Hindu Succession Act | Property Of Father Who Dies Intestate Devolves On Son In Individual Capacity, Not As Family's Karta: Delhi High Court
The Delhi High Court has ruled that the property of a father who dies intestate devolves on his son in his individual capacity and not as the “Karta” of his own family.“Therefore, so long as the father (deceased's son) is alive, the son (deceased's son's son) cannot claim any right in his father's property, since Section 8 of Hindu Succession Act excludes the concept of survivorship...
The Delhi High Court has ruled that the property of a father who dies intestate devolves on his son in his individual capacity and not as the “Karta” of his own family.
“Therefore, so long as the father (deceased's son) is alive, the son (deceased's son's son) cannot claim any right in his father's property, since Section 8 of Hindu Succession Act excludes the concept of survivorship or birthright in the case of intestate succession,” Justice Purushaindra Kumar Kaurav said.
“A cause of action in favour of the son would arise only upon the father's death, intestate, when succession actually opens under Section 8 of HSA,” the Court added.
The dispute in the matter arose in relation to a partition suit over a property originally acquired by one Ram Lal Sethi, who had two sons. Both the sons had two sons each, who were party to the lis.
The partition suit was filed by Ram Lal Sethi's younger son's son, claiming that his late grandfather effected an oral partition amongst all his legal heirs, under which the suit property devolved upon his father, who was the defendant no.1 in the suit and his late uncle, whose sons were also defendants in the matter.
The plaintiff son asserted that upon the demise of his grandfather, he became the absolute owner of his share in the suit property, being the grandson.
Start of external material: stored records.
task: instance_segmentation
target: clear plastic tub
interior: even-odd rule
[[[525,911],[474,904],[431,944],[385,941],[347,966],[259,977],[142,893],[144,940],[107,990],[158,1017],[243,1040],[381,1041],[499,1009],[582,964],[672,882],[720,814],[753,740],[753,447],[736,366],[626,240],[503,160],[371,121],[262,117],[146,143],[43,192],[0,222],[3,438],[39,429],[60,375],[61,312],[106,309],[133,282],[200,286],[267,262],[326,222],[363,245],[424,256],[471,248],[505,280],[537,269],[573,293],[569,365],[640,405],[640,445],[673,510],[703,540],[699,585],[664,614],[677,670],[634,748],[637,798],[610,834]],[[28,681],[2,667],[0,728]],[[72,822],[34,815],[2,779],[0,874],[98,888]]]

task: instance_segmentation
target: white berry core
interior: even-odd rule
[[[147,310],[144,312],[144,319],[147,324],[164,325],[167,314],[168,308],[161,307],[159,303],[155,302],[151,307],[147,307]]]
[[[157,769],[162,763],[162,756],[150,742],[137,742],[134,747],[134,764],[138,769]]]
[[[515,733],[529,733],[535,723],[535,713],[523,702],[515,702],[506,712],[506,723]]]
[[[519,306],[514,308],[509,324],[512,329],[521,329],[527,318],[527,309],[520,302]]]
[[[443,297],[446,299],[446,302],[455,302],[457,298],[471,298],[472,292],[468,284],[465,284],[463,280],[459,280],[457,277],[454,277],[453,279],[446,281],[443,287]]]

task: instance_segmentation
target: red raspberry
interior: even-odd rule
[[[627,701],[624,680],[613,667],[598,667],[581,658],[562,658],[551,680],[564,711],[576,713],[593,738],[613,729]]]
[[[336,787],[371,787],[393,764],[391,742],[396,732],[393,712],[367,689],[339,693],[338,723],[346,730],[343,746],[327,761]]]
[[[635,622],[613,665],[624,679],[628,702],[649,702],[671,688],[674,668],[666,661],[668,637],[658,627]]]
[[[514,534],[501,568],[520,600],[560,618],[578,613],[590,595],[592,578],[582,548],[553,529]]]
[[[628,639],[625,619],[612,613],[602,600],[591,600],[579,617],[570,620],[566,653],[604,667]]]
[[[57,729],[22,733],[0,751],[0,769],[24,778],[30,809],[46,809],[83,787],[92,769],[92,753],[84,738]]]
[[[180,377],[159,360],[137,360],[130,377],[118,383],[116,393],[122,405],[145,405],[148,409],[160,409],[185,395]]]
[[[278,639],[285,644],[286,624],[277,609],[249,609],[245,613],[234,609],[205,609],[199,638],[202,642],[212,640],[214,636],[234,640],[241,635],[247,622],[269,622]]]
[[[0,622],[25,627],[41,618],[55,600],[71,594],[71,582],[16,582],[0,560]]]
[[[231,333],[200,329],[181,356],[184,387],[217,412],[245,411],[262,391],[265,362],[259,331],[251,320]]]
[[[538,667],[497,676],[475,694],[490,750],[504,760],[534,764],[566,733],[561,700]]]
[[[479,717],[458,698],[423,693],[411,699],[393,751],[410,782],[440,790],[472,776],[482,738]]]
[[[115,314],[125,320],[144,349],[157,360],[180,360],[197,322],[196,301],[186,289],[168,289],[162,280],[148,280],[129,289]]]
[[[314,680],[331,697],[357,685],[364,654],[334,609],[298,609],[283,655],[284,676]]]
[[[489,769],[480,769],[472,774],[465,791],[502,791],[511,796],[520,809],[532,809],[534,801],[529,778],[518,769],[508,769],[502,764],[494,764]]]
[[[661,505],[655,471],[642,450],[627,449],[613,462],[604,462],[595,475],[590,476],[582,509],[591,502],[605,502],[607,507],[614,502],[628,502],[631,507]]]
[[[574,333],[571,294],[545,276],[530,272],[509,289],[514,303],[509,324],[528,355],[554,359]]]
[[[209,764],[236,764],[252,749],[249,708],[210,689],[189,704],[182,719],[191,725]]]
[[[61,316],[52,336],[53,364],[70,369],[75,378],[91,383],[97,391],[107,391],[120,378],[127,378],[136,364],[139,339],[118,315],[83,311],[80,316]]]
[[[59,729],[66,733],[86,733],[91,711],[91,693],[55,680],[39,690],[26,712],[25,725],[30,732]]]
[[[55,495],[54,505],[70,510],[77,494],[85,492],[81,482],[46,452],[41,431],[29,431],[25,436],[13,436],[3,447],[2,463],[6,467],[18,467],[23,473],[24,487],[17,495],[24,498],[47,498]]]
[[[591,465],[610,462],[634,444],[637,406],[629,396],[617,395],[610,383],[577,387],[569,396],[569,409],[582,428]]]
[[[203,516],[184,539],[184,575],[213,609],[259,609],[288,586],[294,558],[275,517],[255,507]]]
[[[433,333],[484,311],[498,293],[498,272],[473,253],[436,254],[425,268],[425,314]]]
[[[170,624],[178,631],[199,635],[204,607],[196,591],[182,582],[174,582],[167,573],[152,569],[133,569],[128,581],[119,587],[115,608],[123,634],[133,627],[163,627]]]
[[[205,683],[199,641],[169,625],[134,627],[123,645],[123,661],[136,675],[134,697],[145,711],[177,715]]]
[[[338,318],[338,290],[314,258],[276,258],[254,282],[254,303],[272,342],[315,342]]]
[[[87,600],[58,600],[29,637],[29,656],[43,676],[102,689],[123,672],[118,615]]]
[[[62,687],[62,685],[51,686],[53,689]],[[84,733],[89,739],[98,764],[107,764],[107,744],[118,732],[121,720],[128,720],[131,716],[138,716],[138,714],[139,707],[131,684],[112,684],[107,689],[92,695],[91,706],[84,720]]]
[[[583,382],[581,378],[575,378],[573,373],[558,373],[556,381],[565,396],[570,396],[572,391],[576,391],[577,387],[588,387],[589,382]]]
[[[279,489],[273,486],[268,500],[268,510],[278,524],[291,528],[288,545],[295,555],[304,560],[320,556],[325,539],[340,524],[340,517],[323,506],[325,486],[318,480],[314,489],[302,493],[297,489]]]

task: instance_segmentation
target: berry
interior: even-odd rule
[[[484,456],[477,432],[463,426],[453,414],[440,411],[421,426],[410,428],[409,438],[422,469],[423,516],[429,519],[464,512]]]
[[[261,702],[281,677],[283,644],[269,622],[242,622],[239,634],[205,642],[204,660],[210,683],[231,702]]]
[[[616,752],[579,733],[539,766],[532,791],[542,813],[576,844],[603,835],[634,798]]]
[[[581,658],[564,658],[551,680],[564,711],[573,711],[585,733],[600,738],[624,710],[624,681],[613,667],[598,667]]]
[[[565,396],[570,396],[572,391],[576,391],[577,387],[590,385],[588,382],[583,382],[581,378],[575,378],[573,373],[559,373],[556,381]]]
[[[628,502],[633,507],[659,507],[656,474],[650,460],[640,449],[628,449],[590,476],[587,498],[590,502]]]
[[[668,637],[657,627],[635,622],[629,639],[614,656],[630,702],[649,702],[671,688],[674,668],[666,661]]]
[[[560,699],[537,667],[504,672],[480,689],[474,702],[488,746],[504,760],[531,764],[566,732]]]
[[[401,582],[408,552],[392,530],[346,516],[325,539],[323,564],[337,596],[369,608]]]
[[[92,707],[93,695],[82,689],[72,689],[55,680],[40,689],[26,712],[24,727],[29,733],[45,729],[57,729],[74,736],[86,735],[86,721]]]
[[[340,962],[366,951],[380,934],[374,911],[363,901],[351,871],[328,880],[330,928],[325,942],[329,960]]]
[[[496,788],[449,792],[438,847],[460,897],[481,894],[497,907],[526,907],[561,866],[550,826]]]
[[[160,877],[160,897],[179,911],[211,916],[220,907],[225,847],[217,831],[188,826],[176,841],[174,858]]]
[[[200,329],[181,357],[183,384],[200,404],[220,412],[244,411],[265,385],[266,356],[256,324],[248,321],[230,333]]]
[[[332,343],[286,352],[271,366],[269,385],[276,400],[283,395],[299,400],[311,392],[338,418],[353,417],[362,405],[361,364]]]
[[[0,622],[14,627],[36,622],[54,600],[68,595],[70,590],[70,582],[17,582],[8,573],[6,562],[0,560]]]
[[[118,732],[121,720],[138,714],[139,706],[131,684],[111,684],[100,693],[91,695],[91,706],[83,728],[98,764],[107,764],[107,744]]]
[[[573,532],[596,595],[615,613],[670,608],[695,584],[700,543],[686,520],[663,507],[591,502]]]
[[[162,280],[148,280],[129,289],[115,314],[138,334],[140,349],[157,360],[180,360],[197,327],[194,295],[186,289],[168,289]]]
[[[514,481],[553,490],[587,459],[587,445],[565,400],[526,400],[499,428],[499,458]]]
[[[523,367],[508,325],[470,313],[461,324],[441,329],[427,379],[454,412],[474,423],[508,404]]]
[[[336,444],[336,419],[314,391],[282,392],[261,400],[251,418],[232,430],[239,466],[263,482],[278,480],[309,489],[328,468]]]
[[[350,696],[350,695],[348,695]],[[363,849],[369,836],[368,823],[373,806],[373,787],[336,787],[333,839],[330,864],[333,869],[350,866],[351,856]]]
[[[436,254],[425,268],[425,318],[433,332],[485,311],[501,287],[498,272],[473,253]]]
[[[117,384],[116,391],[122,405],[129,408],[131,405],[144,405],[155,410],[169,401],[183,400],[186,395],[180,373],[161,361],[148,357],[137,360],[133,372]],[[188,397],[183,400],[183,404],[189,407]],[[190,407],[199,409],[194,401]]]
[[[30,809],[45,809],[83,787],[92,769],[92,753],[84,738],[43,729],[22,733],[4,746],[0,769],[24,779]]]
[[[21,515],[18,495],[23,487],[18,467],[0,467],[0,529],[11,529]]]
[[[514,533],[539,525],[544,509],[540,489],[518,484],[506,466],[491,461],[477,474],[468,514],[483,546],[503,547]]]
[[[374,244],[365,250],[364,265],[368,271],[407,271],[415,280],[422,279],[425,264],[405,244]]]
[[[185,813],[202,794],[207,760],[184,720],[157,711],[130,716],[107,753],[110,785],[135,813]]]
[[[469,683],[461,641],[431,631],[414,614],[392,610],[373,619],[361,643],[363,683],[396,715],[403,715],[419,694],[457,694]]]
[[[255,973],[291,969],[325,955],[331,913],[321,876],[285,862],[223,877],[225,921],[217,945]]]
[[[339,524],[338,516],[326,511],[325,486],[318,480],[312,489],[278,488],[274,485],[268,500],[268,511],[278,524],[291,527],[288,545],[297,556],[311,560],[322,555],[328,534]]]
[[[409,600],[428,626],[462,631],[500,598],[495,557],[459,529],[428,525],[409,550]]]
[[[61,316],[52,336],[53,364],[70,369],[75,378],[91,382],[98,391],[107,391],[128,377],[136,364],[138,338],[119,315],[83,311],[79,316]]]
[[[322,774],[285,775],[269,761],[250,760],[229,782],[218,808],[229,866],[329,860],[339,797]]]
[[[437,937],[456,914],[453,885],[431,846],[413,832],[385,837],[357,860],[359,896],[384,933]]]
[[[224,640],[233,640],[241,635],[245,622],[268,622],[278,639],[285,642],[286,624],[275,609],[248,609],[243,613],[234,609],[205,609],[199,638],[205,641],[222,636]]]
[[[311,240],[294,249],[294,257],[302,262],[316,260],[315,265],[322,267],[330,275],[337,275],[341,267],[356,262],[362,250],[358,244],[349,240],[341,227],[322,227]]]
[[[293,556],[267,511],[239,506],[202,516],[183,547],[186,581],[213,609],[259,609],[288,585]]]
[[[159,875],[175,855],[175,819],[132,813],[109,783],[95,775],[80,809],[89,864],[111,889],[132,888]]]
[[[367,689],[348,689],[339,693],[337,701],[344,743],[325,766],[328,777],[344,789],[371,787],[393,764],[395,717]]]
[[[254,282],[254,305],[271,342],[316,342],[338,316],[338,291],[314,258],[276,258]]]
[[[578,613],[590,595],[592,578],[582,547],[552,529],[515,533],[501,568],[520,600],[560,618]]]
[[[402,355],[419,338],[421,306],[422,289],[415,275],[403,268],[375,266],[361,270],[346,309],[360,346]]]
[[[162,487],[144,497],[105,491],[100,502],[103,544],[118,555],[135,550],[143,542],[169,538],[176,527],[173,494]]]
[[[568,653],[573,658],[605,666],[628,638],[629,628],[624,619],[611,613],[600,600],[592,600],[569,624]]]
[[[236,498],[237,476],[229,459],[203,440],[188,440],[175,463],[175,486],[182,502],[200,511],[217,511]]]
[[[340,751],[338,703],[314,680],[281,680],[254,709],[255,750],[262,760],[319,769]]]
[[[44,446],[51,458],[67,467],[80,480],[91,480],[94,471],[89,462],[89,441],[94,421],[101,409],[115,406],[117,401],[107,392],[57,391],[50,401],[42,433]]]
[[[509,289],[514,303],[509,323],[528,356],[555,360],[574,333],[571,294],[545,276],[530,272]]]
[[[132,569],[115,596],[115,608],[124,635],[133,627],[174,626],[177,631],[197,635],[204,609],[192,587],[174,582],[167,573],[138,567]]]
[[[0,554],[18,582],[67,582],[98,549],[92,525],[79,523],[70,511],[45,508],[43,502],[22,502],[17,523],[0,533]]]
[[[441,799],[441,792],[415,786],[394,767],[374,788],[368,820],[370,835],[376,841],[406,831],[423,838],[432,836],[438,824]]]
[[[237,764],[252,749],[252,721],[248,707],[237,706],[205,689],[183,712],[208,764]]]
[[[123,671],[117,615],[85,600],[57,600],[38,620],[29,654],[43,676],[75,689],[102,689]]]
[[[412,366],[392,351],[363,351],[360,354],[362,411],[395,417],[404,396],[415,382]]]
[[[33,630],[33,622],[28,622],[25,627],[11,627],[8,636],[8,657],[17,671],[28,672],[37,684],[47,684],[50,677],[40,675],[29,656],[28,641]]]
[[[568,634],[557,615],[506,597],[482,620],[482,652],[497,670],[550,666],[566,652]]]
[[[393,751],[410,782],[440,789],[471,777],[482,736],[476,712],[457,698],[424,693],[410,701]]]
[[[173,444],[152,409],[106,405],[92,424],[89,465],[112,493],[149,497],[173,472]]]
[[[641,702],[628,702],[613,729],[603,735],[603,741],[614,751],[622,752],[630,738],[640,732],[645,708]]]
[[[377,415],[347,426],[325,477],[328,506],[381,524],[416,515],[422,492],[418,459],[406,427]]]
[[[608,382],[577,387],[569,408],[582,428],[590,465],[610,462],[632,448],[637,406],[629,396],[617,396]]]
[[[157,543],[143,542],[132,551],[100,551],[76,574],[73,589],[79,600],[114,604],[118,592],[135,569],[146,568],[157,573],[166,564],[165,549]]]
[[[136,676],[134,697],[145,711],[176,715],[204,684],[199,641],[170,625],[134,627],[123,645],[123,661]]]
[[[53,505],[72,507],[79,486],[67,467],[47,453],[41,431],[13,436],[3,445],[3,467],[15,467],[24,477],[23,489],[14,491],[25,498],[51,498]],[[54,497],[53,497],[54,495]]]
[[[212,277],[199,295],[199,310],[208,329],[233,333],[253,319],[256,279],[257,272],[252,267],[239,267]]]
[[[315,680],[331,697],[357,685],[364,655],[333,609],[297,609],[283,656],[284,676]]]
It was also submitted that the property constituted a Joint Hindu Family property, and therefore, both him and the defendants held proportionate, undivided, and impartible ownership rights in the same.
Plaintiff's father as well as his real brother filed an application seeking rejection of the partition suit for being devoid of any cause of action and for failure to disclose the necessary facts.
The Court allowed the application and rejected the plaint of the partition suit, observing that no cause of action arose in the matter.
It said that the entire case of the plaintiff was premised on the assumption that the suit property was his ancestral property in which he had a vested right.
The Court noted that the basis of the premise was countered by the applicants by asserting that the partition had already taken place and the property fell in the hands of the plaintiff's father as his self-acquired property.
The judge said that after the amendment in the Hindu Succession Act, a drastic change happened in the law relating to intestate succession among Hindus in India.
The Court said that it is trite that under the traditional Hindu Law, a male Hindu by virtue of his birth is vested with a right in any property inherited by his father. However, it said that by reason of Section 8 of the Hindu Succession Act, the grandson gets excluded and the son alone inherits the property to the exclusion of his son.
“Therefore, by operation of provisions under Section 8 of HSA, the property of the father who dies intestate devolves on his son in his individual capacity and not as Karta of his own family,” the Court said.
Rejecting the suit, the Court noted that the plaint disclosed that the plaintiff's father was alive and had acquired the suit property by way of a partition that took place in 1986, which fell in his hands as his self-acquired property.
“Admittedly, the plaintiff does not fall in any of the categories of Class I heirs of Late Sh. Ram Lal Sethi as prescribed under Section 8 of HSA, and the inheritance rights through his father/defendant no.1 have not opened up as he is very much alive,” the Court said.
“There is no question of intestate succession at this stage. Therefore, the plaintiff has no existing, enforceable right to seek partition or claim ownership in respect of the suit property. The plaintiff's alleged 1/5th share is a mere assumption based on pre-1956 notions of coparcenary, which stand abrogated by Section 8 of the HSA,” it added.